Type-II band alignment of heterostructure contributes to spatially separate electrons and holes leading to an increase in minority carrier lifetime, which has much more advantages in photocatalytic activities and photovoltaic device applications. Here, Zn2SnO4-sheathed ZnO radial heterostructure nanowires were constructed to investigate systematically interfacial charge separation. The lattice mismatch between ZnO and Zn2SnO4 induces interface states to exist at their heterointerface. At low pump fluence, photoexcited charges are localized within the ZnO core rather than separated due to the large interface barrier. Correspondingly, only ZnO-related bandedge ultraviolet (UV) and green emissions are dominated in photoluminescence spectra.

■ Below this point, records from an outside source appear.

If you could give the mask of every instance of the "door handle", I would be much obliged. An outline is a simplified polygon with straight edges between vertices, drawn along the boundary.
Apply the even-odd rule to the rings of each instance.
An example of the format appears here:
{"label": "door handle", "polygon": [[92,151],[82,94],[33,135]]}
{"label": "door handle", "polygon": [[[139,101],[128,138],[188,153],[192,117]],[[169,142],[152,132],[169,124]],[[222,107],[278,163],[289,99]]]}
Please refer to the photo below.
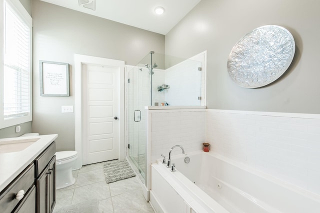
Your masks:
{"label": "door handle", "polygon": [[[137,116],[138,120],[136,119],[136,112],[138,112],[139,115]],[[134,122],[140,122],[141,121],[141,111],[139,110],[136,110],[134,112]]]}

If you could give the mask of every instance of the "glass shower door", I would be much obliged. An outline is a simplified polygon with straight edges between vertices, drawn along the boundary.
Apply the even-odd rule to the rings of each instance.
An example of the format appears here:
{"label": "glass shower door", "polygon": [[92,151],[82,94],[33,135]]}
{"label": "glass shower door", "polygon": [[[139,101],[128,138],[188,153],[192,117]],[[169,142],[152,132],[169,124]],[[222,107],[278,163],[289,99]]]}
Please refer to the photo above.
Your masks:
{"label": "glass shower door", "polygon": [[150,103],[150,80],[148,68],[138,64],[130,71],[128,80],[129,156],[144,183],[146,166],[146,114]]}

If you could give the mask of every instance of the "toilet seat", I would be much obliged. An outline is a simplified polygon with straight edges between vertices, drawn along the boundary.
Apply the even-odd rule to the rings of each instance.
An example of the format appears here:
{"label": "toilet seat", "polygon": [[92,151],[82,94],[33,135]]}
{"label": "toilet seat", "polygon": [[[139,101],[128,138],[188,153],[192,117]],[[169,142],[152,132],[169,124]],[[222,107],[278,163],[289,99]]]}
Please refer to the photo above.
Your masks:
{"label": "toilet seat", "polygon": [[76,156],[76,151],[61,151],[56,152],[56,161],[60,162]]}

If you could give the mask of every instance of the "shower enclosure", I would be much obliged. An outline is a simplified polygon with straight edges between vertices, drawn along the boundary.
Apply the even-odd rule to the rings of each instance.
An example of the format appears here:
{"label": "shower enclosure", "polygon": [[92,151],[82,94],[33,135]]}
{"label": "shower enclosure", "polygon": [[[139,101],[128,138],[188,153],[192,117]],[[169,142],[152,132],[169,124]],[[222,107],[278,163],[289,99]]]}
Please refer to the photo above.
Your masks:
{"label": "shower enclosure", "polygon": [[128,72],[126,91],[128,160],[146,185],[147,110],[172,106],[204,106],[204,56],[184,60],[150,52]]}

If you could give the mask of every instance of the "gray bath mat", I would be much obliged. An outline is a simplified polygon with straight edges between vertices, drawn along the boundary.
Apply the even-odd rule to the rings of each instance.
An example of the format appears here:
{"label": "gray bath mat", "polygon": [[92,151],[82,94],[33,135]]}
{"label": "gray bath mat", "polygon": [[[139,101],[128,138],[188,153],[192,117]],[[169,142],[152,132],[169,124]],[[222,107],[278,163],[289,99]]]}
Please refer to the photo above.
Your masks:
{"label": "gray bath mat", "polygon": [[98,213],[98,202],[92,199],[54,210],[54,213]]}
{"label": "gray bath mat", "polygon": [[126,160],[112,160],[104,164],[104,172],[107,184],[134,177],[136,174]]}

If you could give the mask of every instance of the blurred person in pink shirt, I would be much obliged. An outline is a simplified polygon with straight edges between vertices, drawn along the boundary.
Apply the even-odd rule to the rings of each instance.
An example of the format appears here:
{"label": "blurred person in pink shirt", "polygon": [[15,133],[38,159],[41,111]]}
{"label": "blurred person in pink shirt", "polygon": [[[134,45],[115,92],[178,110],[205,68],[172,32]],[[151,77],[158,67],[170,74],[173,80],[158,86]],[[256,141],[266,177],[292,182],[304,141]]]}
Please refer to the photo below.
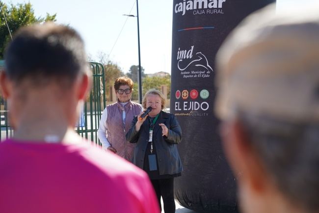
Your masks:
{"label": "blurred person in pink shirt", "polygon": [[11,139],[0,143],[0,212],[159,213],[146,173],[74,131],[90,88],[84,44],[52,23],[20,29],[0,74]]}

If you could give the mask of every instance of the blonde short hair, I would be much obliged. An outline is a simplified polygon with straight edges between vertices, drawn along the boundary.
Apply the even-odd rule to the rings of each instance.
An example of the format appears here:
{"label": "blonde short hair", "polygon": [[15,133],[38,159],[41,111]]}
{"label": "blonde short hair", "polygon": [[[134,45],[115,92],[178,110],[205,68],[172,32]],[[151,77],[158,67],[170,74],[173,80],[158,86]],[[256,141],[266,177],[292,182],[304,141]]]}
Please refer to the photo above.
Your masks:
{"label": "blonde short hair", "polygon": [[144,97],[143,97],[143,101],[142,102],[143,107],[144,108],[146,108],[146,98],[147,98],[147,96],[150,94],[157,95],[160,96],[161,100],[161,109],[163,109],[165,108],[165,105],[166,102],[166,99],[161,92],[155,89],[151,89],[149,90],[144,95]]}

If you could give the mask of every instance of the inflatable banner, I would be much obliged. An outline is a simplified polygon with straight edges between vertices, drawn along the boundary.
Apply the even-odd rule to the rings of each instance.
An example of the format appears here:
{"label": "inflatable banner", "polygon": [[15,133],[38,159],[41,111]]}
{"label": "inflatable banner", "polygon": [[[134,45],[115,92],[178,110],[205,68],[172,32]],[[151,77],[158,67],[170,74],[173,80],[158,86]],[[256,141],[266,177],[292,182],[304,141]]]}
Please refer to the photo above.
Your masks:
{"label": "inflatable banner", "polygon": [[181,204],[199,212],[237,211],[236,186],[213,113],[214,58],[228,33],[273,0],[174,0],[170,112],[183,130]]}

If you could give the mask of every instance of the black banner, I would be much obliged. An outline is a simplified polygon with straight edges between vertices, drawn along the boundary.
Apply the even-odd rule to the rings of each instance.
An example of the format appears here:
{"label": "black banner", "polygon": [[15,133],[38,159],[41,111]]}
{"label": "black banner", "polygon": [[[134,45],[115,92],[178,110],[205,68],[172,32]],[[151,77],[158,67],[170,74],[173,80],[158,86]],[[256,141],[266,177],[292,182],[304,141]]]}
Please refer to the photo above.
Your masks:
{"label": "black banner", "polygon": [[235,178],[213,113],[214,58],[228,33],[273,0],[174,0],[170,112],[183,130],[178,147],[184,167],[175,195],[200,212],[237,212]]}

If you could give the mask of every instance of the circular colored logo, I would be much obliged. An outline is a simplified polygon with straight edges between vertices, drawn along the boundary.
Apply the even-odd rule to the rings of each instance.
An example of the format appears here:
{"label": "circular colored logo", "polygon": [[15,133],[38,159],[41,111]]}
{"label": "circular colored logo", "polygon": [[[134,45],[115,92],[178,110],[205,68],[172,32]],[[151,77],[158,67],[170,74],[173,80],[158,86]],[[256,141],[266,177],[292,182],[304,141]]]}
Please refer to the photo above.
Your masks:
{"label": "circular colored logo", "polygon": [[187,99],[188,97],[188,91],[185,89],[182,92],[182,98],[183,99]]}
{"label": "circular colored logo", "polygon": [[189,96],[192,99],[196,99],[198,97],[198,92],[196,89],[193,89],[189,93]]}
{"label": "circular colored logo", "polygon": [[206,99],[210,96],[210,93],[207,89],[203,89],[201,91],[199,95],[203,99]]}
{"label": "circular colored logo", "polygon": [[176,97],[176,99],[179,99],[181,98],[181,91],[180,90],[176,90],[175,97]]}

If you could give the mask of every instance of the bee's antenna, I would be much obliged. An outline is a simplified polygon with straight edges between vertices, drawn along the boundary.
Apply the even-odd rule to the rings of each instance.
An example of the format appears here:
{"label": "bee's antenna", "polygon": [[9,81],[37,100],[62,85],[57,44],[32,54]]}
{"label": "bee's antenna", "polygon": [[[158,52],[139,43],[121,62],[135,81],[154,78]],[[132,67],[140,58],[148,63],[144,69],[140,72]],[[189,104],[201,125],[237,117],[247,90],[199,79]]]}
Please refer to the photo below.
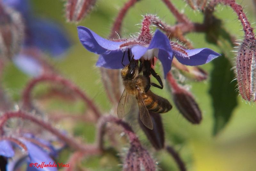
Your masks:
{"label": "bee's antenna", "polygon": [[[129,56],[129,50],[128,50],[128,55]],[[123,62],[124,61],[124,55],[125,54],[125,51],[124,51],[124,55],[123,55],[123,58],[122,58],[122,65],[124,66],[125,66],[124,65],[124,64],[123,63]]]}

At high pump fluence, however, impurities are ionized and electrons trapped in interface states are excited, resulting in a decrease in interface barrier, which makes photogenerated charges efficiently separated at their heterointerface by direct tunneling, and, consequently, an additional blue-violet emission, attributed to the heterointerface recombination of electrons in Zn2SnO4 conduction band (CB) and holes in ZnO valence band. Additionally, the heterointerface can separate effectively photoexcited carriers and form a photovoltaic effect. Our results provide the localization/separation condition of photogenerated charges for the type-II band alignment of core/shell heterostructure, which should be very useful for the realization of underpinned mechanism of the developed optoelectronic devices.